The defendant’s remaining arguments are without merit as to whether the attorney’s fees due to the plaintiff are nondis-chargeable.

The defendant’s argument that the state court contempt orders were invalid is *736not a matter for this court to decide. As stated in In re Lesh, 253 B.R. 849, 853 (Bankr.N.D.Ohio 2000):

[A] bankruptcy court should be cautious when making any ruling that would in effect overturn a state court decision as the bankruptcy courts were never intended to serve as an avenue through which litigants could collaterally attack the validity of a state court judgment.

In In re Tadisch, 220 B.R. 371, 376 (Bankr.E.D.Wis.1998), this court declared: “A bankruptcy court should not place itself in a position of second-guessing a decision by a domestic relations court.”1

The defendant also argues that, if this debt is declared nondischargeable, it would deprive him of his right to a fresh start and would violate the principle that exceptions to discharge should be strictly construed against creditors and in favor of debtors. In In re Crosswhite, 148 F.3d 879, 881 (7th Cir.1998), the court, while recognizing this principle, qualified it as follows:

That policy of protecting and favoring the debtor is tempered, however, when the debt arises from a divorce or separation agreement.
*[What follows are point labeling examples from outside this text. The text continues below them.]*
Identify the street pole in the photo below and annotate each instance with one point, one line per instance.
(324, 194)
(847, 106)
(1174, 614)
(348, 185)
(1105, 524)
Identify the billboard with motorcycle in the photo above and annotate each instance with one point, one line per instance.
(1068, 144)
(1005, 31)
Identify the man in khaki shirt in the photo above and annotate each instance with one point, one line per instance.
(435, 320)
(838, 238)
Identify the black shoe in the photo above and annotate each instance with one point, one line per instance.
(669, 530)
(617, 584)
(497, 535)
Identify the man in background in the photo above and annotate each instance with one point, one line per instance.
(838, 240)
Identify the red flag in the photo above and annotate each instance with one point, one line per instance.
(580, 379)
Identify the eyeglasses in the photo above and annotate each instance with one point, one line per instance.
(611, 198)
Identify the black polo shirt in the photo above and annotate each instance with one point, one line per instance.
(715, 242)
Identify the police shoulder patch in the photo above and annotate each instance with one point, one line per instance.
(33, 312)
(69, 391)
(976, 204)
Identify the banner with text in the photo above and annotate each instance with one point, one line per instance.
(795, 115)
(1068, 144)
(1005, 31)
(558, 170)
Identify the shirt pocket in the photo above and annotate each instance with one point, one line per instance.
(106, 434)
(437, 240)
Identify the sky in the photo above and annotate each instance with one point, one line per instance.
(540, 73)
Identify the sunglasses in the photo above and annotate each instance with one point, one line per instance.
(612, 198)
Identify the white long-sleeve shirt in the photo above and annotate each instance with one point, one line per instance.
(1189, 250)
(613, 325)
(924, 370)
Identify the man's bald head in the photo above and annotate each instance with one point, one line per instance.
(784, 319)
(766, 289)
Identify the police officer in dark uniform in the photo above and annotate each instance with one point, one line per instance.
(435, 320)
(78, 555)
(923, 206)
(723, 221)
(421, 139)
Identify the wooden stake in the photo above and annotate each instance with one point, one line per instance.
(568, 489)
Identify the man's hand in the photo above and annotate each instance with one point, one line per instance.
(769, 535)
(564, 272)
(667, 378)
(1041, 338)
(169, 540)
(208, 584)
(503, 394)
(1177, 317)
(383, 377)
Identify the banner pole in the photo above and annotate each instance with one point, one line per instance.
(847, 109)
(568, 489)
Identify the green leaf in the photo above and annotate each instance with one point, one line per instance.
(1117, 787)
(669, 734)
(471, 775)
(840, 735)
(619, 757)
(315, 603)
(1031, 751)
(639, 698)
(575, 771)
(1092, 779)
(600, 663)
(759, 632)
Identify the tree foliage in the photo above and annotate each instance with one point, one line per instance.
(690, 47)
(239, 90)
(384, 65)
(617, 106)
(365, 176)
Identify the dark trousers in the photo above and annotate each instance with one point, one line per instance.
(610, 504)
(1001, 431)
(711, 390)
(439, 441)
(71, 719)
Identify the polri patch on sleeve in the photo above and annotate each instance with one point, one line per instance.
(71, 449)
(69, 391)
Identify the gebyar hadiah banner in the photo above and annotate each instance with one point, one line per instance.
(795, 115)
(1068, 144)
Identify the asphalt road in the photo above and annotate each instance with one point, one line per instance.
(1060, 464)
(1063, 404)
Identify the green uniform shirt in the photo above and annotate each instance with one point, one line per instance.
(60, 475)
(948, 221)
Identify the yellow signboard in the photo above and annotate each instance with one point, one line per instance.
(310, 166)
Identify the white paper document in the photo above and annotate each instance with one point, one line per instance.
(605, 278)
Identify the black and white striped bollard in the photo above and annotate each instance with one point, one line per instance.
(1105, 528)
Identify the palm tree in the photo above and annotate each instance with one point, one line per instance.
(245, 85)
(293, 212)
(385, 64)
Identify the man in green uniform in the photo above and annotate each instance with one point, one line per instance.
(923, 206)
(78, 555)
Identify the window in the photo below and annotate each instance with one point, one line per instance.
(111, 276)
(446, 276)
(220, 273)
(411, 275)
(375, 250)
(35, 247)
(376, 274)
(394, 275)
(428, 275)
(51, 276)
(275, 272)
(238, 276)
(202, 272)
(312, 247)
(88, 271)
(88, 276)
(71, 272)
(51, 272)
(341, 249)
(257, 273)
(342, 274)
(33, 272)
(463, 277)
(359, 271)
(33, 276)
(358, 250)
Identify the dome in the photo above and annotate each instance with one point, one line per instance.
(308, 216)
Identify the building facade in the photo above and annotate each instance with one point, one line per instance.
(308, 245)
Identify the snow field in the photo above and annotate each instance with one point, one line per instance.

Finally, the debtor suggests that plaintiff may be “double dipping.” Nothing in the record of this case supports that allegation, which is only speculative and is rejected as baseless.

Conclusion

The court concludes that the plaintiff is entitled to summary judgment and the debtor’s obligation to pay the attorney’s fees totaling $8,846.75 ordered to be paid directly to the plaintiff constitutes a non-dischargeable debt under § 523(a)(5) as a domestic support obligation. Alternatively, even if this obligation was not a domestic support obligation, it would be nondis-chargeable under § 523(a)(15).

The foregoing constitutes this court’s findings of fact and conclusions of law pursuant to Fed. R. Bankr.P. 7052.

A separate order shall be entered.

. The defendant has a pending appeal before the Wisconsin Court of Appeals in connection with the contempt orders made by the Milwaukee County courts. Whether the debtor has raised this issue in his appeal is unknown.